The entire Hall was great to go through and I have to say that the Packers Hall of Fame is in the same category in terms of being an upper echelon attraction for pro football fans.

Andrew and I then left for Richfield for our last night in Ohio. We were back in Florida the next day.

A day later, I wanted to check on Jerry. I caught him at his home in Boise sitting in his “Big Chair” having some coffee. Jerry told me that it felt good to get a couple of good night’s sleep in his own bed.

Then Jerry reflected.

“Canton was a fantastic experience. It’s something I’ll never forget,” Kramer said. “It was a validation of my career with the Packers and in the NFL. And with my family there and so many friends and fans, it just made the whole time there so memorable and unforgettable.”

When we talked, Jerry as usual thought of his coach.

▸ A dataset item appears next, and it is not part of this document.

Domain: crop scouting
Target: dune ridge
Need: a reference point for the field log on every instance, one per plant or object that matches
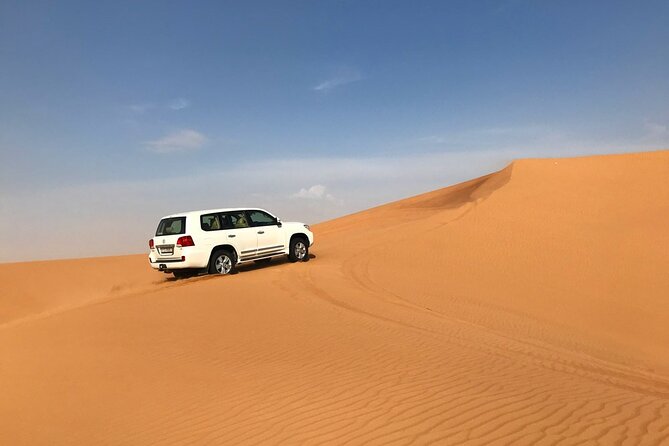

Coach Lombardi is the reason that so many players, including myself, are now in Canton.”

Vince and Jerry after Super Bowl II

Jerry then talked about one of the more momentous moments in the days he spent in Canton.

“At the Gold Jacket dinner, as I was heading to get my Gold Jacket from Alicia, I had a group hug with fellow Hall of Fame guards John Hannah, Joe DeLamielleure and Tom Mack. They told me how much they tried to emulate my play in their careers. There wasn’t a dry eye among us.”

Had Jerry been able to see where I was sitting in the club seat section during his enshrinement speech, he would have seen the same reaction from me.